The behavior will change in pandas 3.0. This inplace method will never work because the intermediate object on which we are setting values always behaves as a copy.

For example, when doing 'df[col].method(value, inplace=True)', try using 'df.method({col: value}, inplace=True)' or df[col] = df[col].method(value) instead, to perform the operation inplace on the original object.


  commodity_prices_df['Min_Price'].fillna(imputation_value, inplace=True)

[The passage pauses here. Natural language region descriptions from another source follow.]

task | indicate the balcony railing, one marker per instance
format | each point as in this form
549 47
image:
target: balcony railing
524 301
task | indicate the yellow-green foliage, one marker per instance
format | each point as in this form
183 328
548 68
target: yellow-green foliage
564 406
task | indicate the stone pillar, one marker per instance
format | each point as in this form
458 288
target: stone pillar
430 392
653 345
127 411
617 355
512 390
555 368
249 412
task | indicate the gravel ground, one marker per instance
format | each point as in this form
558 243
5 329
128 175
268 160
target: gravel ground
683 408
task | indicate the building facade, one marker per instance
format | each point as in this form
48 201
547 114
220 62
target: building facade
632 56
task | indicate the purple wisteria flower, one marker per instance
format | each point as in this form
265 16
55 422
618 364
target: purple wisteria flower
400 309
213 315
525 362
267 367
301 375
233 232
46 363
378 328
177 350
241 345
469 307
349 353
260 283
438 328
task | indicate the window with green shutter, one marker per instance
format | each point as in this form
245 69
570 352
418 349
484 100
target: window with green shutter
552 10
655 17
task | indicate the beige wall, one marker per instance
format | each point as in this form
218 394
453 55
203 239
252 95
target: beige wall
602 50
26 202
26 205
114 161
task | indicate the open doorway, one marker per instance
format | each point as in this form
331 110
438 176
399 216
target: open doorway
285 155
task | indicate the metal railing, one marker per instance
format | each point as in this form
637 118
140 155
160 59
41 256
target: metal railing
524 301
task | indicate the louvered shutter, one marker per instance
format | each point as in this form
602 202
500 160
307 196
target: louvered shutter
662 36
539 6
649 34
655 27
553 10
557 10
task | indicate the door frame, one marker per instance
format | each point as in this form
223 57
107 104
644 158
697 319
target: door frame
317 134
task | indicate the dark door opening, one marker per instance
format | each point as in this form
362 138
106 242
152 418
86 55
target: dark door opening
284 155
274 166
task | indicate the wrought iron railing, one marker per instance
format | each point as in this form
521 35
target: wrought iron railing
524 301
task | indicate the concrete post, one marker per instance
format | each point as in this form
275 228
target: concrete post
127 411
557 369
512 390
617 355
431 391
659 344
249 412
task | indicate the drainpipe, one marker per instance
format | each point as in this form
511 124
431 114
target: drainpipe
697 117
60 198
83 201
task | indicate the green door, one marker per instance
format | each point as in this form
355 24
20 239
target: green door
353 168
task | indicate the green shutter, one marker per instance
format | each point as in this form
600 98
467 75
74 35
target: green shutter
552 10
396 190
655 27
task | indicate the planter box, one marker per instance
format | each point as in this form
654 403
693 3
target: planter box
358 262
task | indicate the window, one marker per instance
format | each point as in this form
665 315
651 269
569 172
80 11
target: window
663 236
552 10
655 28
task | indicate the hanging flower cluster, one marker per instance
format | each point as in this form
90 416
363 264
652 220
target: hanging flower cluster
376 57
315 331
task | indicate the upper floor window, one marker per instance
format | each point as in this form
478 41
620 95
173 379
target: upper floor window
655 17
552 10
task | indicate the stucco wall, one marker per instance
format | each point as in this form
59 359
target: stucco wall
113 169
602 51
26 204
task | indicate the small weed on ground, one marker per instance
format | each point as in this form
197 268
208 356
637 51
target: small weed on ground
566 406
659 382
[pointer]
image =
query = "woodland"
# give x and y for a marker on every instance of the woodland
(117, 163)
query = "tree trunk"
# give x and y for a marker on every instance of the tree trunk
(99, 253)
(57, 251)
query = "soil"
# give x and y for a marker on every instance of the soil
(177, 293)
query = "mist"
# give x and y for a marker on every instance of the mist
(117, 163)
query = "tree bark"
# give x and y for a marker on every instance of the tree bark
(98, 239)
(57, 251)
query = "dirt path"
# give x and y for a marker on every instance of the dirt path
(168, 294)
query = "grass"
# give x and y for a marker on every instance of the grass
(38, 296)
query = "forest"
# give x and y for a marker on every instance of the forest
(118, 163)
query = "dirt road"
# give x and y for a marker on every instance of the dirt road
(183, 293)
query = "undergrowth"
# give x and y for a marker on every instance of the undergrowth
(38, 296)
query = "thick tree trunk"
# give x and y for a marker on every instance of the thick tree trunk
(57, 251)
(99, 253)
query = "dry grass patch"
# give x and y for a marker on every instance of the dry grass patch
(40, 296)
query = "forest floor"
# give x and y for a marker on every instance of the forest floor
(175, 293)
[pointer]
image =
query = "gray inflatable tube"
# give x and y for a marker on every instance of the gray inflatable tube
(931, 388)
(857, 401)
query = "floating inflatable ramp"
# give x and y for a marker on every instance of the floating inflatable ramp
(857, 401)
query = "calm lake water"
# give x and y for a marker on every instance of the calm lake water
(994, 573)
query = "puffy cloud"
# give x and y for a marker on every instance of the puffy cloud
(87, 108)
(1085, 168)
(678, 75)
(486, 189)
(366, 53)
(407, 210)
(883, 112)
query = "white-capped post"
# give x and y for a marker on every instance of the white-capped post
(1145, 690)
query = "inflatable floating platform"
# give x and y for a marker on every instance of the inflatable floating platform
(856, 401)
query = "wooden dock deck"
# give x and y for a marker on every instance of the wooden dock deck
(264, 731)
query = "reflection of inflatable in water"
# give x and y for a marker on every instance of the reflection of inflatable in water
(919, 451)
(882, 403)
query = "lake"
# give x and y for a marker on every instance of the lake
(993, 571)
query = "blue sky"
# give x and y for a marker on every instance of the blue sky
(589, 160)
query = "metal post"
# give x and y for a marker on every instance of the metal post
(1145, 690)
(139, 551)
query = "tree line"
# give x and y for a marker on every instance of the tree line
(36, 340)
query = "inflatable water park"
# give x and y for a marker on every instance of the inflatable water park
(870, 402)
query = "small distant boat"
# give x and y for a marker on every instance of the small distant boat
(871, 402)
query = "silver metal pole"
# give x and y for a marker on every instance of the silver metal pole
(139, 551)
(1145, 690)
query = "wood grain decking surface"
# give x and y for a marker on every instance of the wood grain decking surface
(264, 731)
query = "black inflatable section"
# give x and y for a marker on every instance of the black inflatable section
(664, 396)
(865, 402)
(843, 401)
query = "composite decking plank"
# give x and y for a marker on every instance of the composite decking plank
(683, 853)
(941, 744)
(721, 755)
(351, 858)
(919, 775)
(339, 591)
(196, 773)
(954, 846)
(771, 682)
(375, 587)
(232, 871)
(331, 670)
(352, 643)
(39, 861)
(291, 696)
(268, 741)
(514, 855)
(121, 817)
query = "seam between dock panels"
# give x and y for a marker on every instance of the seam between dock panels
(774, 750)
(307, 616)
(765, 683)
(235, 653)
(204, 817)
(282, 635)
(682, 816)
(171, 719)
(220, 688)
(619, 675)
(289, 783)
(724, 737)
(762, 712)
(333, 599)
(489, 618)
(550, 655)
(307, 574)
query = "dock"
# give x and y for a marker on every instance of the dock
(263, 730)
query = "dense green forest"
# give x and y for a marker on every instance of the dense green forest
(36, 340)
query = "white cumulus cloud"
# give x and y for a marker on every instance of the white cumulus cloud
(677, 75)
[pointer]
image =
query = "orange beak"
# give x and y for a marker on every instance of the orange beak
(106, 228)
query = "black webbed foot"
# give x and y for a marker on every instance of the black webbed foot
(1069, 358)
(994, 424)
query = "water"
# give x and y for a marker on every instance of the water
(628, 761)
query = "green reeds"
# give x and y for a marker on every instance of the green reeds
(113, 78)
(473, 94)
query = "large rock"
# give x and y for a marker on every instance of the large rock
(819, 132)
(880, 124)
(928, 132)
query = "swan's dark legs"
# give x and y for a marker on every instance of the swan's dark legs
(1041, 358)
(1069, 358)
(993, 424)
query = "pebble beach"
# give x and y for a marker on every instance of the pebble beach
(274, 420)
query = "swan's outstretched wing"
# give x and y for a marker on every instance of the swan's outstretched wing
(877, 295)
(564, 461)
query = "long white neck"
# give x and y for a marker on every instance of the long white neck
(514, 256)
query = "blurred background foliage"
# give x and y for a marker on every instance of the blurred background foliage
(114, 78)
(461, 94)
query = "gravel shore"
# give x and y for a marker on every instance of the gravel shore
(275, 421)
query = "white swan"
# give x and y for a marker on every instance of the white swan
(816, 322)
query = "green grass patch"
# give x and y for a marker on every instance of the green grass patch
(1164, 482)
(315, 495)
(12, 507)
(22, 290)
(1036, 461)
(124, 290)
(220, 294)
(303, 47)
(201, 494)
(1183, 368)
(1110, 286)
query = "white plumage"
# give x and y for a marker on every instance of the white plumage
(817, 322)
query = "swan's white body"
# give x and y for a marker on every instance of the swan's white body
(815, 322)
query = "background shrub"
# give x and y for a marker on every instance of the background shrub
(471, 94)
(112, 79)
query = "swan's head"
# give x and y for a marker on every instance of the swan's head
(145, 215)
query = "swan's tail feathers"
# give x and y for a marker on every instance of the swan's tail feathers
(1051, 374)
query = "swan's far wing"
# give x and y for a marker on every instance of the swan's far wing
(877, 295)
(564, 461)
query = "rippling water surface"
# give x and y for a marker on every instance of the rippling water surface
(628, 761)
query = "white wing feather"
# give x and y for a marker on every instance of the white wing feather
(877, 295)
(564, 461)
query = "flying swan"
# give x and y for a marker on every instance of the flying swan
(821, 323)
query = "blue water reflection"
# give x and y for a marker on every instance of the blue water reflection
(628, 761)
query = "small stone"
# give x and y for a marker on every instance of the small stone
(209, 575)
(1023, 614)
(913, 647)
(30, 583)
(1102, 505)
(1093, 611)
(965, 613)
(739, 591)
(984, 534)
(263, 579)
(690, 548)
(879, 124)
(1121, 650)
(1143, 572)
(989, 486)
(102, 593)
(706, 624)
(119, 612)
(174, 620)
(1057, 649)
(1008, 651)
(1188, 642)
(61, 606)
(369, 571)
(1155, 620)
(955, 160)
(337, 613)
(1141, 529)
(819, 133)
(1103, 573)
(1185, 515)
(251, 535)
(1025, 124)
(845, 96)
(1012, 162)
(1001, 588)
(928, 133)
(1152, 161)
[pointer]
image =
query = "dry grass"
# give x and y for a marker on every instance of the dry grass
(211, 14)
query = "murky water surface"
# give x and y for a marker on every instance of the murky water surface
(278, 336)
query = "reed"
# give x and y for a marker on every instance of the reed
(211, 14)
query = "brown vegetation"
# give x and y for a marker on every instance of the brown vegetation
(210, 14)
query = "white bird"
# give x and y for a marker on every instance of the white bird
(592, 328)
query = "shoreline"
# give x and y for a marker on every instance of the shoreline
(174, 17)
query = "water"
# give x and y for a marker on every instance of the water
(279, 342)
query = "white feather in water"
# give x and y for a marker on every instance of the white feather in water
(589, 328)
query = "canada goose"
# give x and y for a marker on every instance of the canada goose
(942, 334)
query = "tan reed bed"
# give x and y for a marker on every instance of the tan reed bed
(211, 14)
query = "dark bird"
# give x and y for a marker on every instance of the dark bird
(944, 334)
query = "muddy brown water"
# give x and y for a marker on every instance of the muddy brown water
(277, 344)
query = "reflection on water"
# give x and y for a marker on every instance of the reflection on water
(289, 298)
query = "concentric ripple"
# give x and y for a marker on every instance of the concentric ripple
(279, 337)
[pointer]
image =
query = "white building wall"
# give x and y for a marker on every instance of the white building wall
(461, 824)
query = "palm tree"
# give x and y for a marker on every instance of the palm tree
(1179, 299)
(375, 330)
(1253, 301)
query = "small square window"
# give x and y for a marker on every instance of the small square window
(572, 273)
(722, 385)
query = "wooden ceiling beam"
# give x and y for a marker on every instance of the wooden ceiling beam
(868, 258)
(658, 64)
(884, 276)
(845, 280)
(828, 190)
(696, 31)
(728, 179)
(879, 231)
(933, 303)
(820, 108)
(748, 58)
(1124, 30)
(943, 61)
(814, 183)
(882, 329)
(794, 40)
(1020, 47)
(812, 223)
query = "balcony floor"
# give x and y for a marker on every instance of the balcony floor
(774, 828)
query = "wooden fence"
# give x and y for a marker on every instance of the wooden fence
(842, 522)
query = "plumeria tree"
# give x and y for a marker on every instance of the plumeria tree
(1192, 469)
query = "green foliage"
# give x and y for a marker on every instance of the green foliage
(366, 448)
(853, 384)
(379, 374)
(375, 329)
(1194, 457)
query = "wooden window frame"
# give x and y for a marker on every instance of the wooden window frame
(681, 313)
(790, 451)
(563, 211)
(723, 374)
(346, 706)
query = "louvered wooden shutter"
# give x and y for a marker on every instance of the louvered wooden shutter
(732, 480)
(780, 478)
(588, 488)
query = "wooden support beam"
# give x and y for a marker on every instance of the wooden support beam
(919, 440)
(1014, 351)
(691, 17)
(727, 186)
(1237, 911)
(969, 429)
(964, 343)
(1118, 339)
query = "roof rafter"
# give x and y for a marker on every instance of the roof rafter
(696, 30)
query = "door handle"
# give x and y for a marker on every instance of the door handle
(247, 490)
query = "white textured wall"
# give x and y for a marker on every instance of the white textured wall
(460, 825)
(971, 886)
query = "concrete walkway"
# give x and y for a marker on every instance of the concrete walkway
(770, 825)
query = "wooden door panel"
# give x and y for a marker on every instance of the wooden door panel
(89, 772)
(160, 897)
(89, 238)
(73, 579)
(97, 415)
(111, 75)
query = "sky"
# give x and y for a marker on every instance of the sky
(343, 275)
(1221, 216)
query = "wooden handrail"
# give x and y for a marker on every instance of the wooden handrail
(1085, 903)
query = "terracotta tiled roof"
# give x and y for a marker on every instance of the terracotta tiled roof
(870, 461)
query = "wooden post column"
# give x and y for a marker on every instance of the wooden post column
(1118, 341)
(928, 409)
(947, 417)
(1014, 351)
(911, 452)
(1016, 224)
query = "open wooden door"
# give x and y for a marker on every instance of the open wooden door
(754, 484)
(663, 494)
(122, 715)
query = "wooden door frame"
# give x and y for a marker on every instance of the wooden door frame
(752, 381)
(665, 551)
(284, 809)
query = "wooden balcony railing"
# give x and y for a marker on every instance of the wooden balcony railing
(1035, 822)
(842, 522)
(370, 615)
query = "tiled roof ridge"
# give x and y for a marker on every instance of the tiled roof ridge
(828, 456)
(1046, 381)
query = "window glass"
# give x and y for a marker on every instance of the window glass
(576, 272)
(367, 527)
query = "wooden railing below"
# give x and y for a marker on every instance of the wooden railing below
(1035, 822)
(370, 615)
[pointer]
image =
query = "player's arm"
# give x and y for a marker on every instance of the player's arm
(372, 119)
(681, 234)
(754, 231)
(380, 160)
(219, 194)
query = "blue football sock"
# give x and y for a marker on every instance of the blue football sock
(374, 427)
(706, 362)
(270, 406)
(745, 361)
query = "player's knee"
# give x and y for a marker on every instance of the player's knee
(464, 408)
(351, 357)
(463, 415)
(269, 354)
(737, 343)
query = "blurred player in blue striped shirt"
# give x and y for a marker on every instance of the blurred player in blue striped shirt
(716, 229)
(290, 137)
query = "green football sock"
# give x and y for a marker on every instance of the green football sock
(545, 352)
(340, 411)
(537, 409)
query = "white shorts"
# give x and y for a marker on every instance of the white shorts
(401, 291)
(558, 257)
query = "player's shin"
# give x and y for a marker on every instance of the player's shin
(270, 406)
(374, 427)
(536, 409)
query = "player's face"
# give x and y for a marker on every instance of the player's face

#### 3.2 Imputing `Max_Price`

For the 60 missing values in `Max_Price`, a more scalable approach is needed. The `groupby().transform()` method is used to fill each missing value with the mean of its specific group (based on location, commodity, and variety), automating the targeted imputation logic.

In [82]:
# Use the powerful `groupby().transform()` pattern to fill null 'Max_Price' values.
# For each row with a null value, this calculates the mean 'Max_Price' of all other rows with the same
# State, District, Market, Commodity, and Variety, and uses that specific mean to fill the gap.
commodity_prices_df['Max_Price'] = commodity_prices_df.groupby(
    ['State', 'District', 'Market', 'Commodity', 'Variety']
)['Max_Price'].transform(lambda x: x.fillna(x.mean()))

# As a robust fallback, if any group was entirely null (had no prices to calculate a mean),
# we fill any remaining nulls with the global mean for that commodity.
commodity_prices_df['Max_Price'].fillna(commodity_prices_df.groupby('Commodity')['Max_Price'].transform('mean'), inplace=True)

The behavior will change in pandas 3.0. This inplace method will never work because the intermediate object on which we are setting values always behaves as a copy.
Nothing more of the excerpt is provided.